Um dos debates mais quentes nas conversas e festivais de cinema é o uso ou não uso das inteligências artificiais na feitura de filmes. E quando falamos de IA aqui estamos falando de recriação de voz de gente já falecida, recolocação de rosto em corpo de outras pessoas, rejuvenescimento e/ou alterações drásticas de características físicas. Em Hollywood, por exemplo, já há produções inteirinhas em live action realizadas com atores que não existem na vida real. Enquanto o debate ainda acontece e nenhuma regulação é definida, há quem faça uso dessa ferramenta e dessa pauta como argumento narrativo para construção de um longa-metragem. É o que ocorre em ‘Futuro Futuro’, longa que mistura live action de pessoas reais com uma boa dose de inteligência artificial.

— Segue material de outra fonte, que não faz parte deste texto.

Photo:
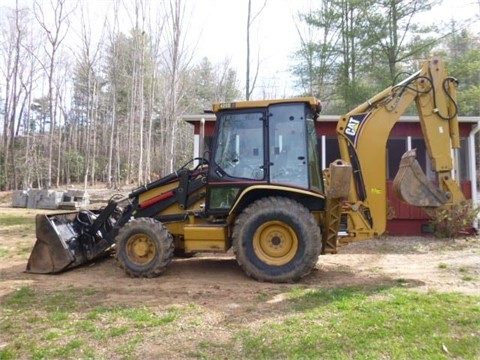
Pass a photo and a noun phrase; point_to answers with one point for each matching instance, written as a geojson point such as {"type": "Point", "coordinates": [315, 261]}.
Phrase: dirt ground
{"type": "Point", "coordinates": [216, 280]}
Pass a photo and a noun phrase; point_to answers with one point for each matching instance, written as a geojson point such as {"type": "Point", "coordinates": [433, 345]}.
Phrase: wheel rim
{"type": "Point", "coordinates": [275, 243]}
{"type": "Point", "coordinates": [140, 249]}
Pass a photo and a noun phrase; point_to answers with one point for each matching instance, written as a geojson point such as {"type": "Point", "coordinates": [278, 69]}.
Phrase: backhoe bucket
{"type": "Point", "coordinates": [65, 241]}
{"type": "Point", "coordinates": [412, 186]}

Certa ocasião, um homem misterioso acorda, e não se lembra de nada. Nem o local, nem os objetos, nada lhe é familiar. Não se lembra nem de seu próprio nome, ao que passam lhe chamar de K (Zé Maria Pescador, do impactante ‘O Clube dos Canibais’). Sem ter para onde ir, K acaba sendo acolhido por um homem mais velho (João Carlos Castanha), de cerca de 60 anos, solitário, que vive e trabalha na zona empobrecida da cidade. De lá, eles veem a longínqua zona rica, do outro lado do horizonte, e K passa a ter vagas lembranças de estar ali. Quando K e o homem passam a se relacionar amorosamente e K começa a usar um dispositivo de inteligência artificial que vicia as pessoas, aos poucos K passa a acreditar que precisa ir para a zona rica (e proibida) da cidade para recuperar a vida que acha que tinha.
Com quase uma hora e meia de duração, ‘Futuro Futuro’ surpreendeu a todos os presentes no Festival de Cinema de Brasília do ano passado, onde conquistou simplesmente os prêmios de Melhor Longa-Metragem pelo júri oficial, Melhor Roteiro, Montagem e, de quebra, Menção Honrosa ao ator Zé Maria Pescador. Tudo isso, vale lembrar, para um filme que leva em seu cerne um dos maiores debates (e receios) da indústria cinematográfica, e em um dos mais longevos e tradicionais festivais de cinema do país.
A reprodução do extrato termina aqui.